In a letter released this week, the U.S. Department of Justice (DOJ) informed Wisconsin that its publicly-funded private school voucher program must comply with the Americans with Disabilities Act. In its letter, DOJ reminded Wisconsin that the state's "obligation to eliminate discrimination against students with disabilities is not obviated by the fact that the schools participating in the program are private secular and religious schools."
DOJ's letter came in response to a June 2011 complaint from the ACLU, the ACLU of Wisconsin, and Disability Rights Wisconsin, alleging that the state's program was violating the rights of students with disabilities by excluding most of them from the voucher program.
Milwaukee has been operating the country's oldest voucher or "school choice" program, for twenty years, and the program was recently expanded to other Wisconsin cities. Very few students with disabilities in Milwaukee use private school vouchers, either because they perceive that the program is only for non-disabled students or because the schools themselves counsel children with disabilities out of the program. This has had the effect of segregating students with disabilities in the Milwaukee Public Schools, while cannibalizing the district's resources through the diversion of money from the public schools to private institutions. Voucher programs, and to some extent, tax credit laws, which use public dollars for private education are becoming more popular in recent years.
There are now 20 states and the District of Columbia with either a tax credit for parents of students attending private schools, or voucher programs like the one in Wisconsin that give a student a taxpayer-funded voucher worth a certain amount – in this case approximately $6,500 -- to pay private school tuition.

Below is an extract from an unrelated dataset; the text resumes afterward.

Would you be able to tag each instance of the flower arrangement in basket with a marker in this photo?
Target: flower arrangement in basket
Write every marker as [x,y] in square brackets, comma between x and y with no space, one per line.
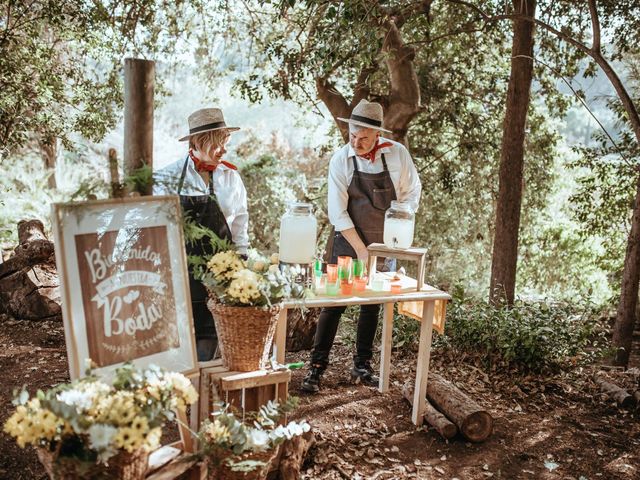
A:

These programs are touted as giving poor students, often in so-called "failing districts," the same "choice" that wealthy students have. The problem is that these programs do not give poor students much choice at all.
Publicly-funded voucher programs have the effect of setting up a separate escape hatch for only a few, leaving the majority of the poor students in schools that are even less likely to succeed than they were before the voucher program or tax credit began. Furthermore, the private schools that spring up to educate a child for $6,500 are producing results that are no better than the public school district – in Milwaukee, for example, three years of comparison test scores show they are performing worse than the public system. We also know that the Milwaukee parents who take advantage of these programs tend to have higher education levels and children without disabilities, leaving the public school district with a higher percentage of children with disabilities and parents with less education. There are few checks in place to ensure that all of the schools accepting vouchers are more than glorified day care providing convenient hours for parents.

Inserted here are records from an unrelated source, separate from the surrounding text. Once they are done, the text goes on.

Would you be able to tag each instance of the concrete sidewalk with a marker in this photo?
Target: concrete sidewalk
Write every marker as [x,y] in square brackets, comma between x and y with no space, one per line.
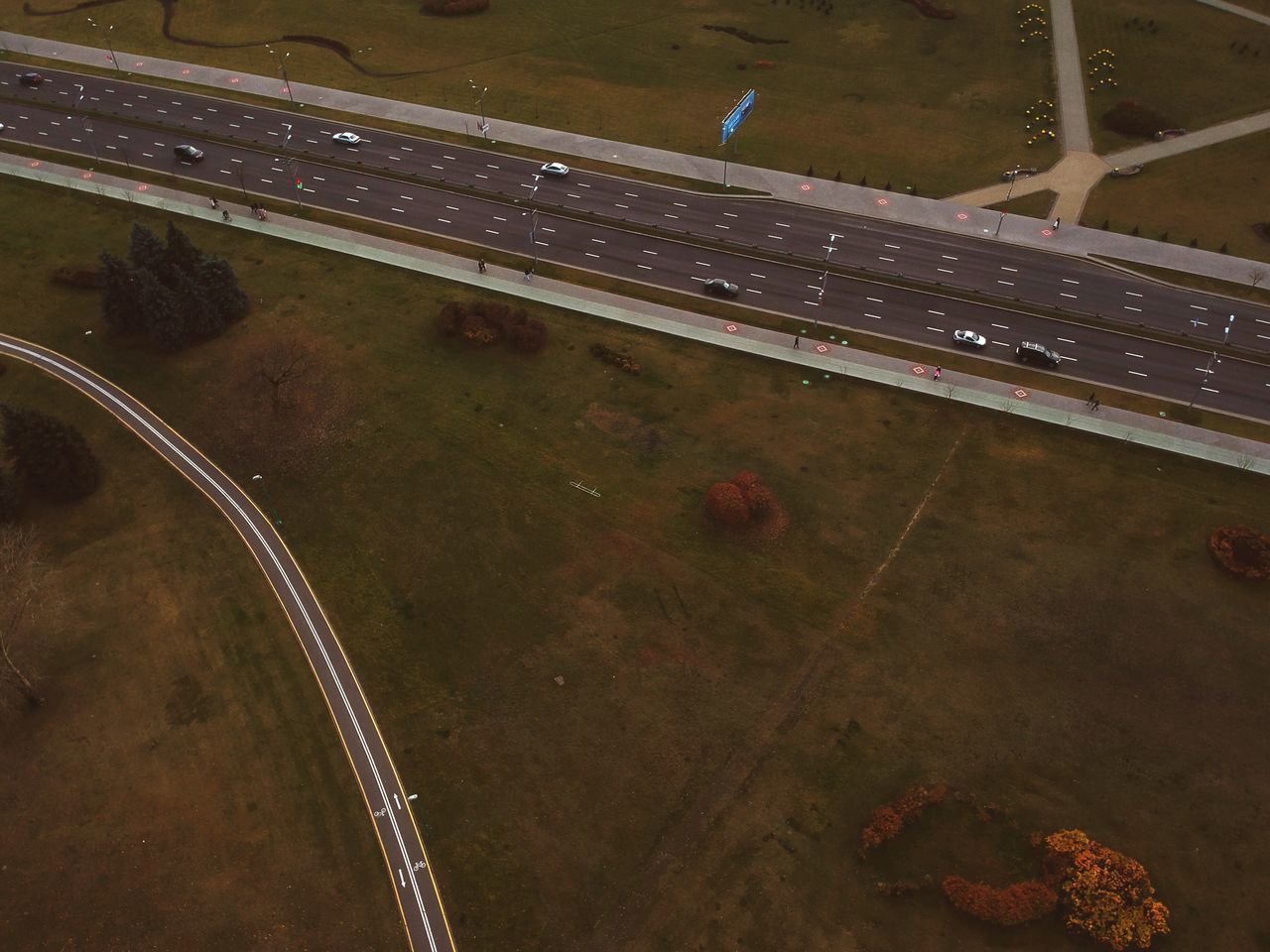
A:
[842,197]
[815,361]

On top of that, some private schools in states like Georgia and Alabama, where tax credits have recently been put into place, were founded as segregation academies to thwart federal integration efforts. While the program in Milwaukee and its school district serve almost entirely students of color, as "school choice" spreads around the country, the stage is set for these programs to become even more exclusionary and segregated. We know this because Milwaukee's voucher program already excludes students with disabilities and segregates them into the public school district while at the same time stripping the district of much needed funds to educate them. If we permit this to continue, we are condoning separate schools for a number of groups of students, including racial minorities, students with disabilities, religious minorities and LGBT students. What we have known for the fifty years since Brown v. Board of Education is that separate is not equal. School voucher programs and tax credits do not provide a choice for everyone. They create publicly funded separate schools. However, DOJ's investigation and demand to Wisconsin is a step in the direction of ensuring that states are not permitted to create a civil rights vacuum by delegating public education to private schools.